The use of insurance in the context of litigation is not a new concept and in some sectors, such as construction or shipping, businesses are very familiar with how it operates and the considerations that go with that. However, in recent years insurers have started to provide insurance in an increasingly wide range of sectors, and businesses, whether acting as claimants or defendants, need to be aware of how insurance and litigation interrelate.

The benefits of insurance in relation to litigation risks should not be underestimated. For defendants it can give comfort that their balance sheet will not suffer if the claim is successful. For claimants it can be a means to recover a loss quickly and without the need to resort to expensive litigation.

Businesses therefore need to keep track of the insurances they have in place, the risks they cover, and the policy conditions that need to be fulfilled in order to successfully claim on the policy.

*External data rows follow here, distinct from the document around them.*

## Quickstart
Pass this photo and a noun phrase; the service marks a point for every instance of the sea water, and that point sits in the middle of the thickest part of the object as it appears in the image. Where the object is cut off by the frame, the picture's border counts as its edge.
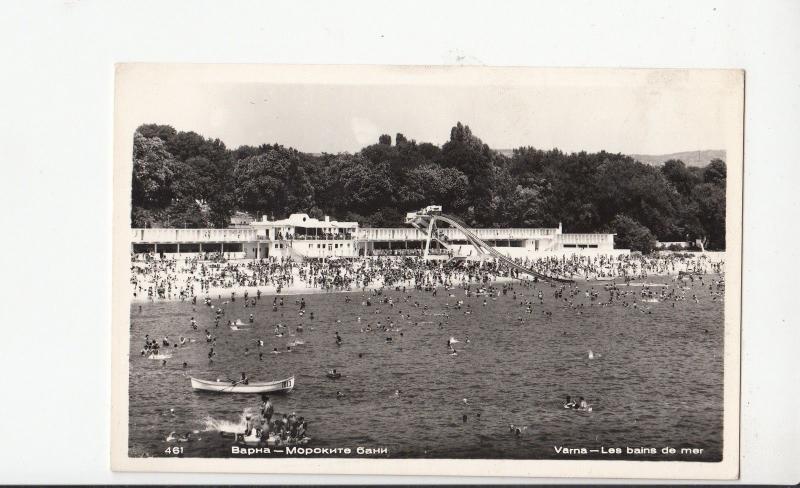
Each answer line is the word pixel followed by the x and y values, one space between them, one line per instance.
pixel 655 380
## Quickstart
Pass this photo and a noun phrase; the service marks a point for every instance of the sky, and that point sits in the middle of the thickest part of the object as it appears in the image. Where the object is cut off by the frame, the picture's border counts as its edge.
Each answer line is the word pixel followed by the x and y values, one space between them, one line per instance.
pixel 627 111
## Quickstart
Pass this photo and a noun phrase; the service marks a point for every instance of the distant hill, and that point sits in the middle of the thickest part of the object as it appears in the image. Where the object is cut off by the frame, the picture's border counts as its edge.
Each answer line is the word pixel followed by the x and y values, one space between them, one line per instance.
pixel 689 158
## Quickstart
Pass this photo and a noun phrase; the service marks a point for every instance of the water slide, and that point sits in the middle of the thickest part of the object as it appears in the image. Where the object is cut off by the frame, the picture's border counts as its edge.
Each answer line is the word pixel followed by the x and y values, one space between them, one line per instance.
pixel 479 244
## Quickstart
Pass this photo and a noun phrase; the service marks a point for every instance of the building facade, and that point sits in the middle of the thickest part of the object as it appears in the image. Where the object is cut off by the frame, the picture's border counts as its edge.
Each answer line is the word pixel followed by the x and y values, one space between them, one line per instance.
pixel 301 236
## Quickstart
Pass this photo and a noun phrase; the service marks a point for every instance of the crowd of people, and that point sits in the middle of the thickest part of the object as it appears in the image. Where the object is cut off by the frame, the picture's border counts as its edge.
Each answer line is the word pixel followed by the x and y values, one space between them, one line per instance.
pixel 181 279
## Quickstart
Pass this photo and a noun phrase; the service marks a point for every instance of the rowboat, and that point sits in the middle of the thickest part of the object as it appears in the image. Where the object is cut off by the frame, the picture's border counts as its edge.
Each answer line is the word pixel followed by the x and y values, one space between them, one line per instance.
pixel 254 440
pixel 280 386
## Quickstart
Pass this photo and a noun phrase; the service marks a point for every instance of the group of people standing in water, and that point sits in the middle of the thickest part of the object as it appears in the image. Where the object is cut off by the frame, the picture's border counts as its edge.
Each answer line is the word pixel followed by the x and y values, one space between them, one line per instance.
pixel 475 280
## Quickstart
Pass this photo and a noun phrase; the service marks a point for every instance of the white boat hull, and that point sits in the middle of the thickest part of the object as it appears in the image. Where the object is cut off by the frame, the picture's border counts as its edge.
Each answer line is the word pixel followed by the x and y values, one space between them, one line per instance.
pixel 280 386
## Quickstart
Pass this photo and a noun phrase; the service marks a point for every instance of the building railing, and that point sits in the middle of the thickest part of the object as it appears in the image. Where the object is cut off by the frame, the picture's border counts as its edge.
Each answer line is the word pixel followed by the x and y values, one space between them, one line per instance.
pixel 192 235
pixel 411 234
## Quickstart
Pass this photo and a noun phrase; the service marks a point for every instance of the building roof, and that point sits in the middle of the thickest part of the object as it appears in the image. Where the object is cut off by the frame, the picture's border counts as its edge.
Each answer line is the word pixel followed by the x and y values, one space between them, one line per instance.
pixel 303 220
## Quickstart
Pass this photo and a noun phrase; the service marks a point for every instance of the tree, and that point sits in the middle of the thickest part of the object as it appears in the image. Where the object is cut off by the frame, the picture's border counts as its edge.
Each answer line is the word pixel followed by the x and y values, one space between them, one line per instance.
pixel 262 183
pixel 153 171
pixel 679 176
pixel 710 205
pixel 430 184
pixel 632 235
pixel 716 172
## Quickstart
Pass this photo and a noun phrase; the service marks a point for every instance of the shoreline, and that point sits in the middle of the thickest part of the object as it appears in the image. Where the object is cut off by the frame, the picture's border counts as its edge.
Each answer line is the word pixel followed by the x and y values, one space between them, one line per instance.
pixel 271 290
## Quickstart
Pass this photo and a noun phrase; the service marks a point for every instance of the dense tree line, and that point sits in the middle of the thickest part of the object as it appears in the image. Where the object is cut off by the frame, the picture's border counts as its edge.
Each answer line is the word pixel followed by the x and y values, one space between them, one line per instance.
pixel 181 179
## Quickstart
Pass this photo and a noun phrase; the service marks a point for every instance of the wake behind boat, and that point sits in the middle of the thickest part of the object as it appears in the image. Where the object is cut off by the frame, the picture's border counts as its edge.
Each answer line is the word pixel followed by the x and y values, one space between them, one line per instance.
pixel 280 386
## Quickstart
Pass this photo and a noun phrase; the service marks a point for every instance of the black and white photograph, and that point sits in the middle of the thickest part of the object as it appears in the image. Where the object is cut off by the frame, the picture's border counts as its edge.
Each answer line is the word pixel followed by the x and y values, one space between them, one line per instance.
pixel 368 265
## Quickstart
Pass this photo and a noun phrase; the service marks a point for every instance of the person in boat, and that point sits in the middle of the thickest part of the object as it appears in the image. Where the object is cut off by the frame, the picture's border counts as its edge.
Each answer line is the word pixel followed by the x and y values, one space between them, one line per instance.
pixel 249 425
pixel 266 408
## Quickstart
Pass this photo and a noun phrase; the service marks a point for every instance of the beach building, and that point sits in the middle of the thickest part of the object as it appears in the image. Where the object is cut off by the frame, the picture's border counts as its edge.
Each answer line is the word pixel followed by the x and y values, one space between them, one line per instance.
pixel 303 236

Where is insurance likely to arise?

Many of the insurance products that cover the risk of a business being sued are well known: for example, professional indemnity, public liability, employer’s liability and so on. However, insurers also provide insurances that can be claimed on in lieu of having to bring a claim against a third party – for example: (i) breach of seller’s warranty in a corporate transaction, known as warranty & indemnity insurance; (ii) property title infringements, known as title risk insurance; (iii) failure by creditors to meet debts, known as credit default insurance; (iv) defaults by tenants under the terms of a lease, known as a tenant default insurance; and (v) insurance against property damage, such as property and contractors all risk insurance.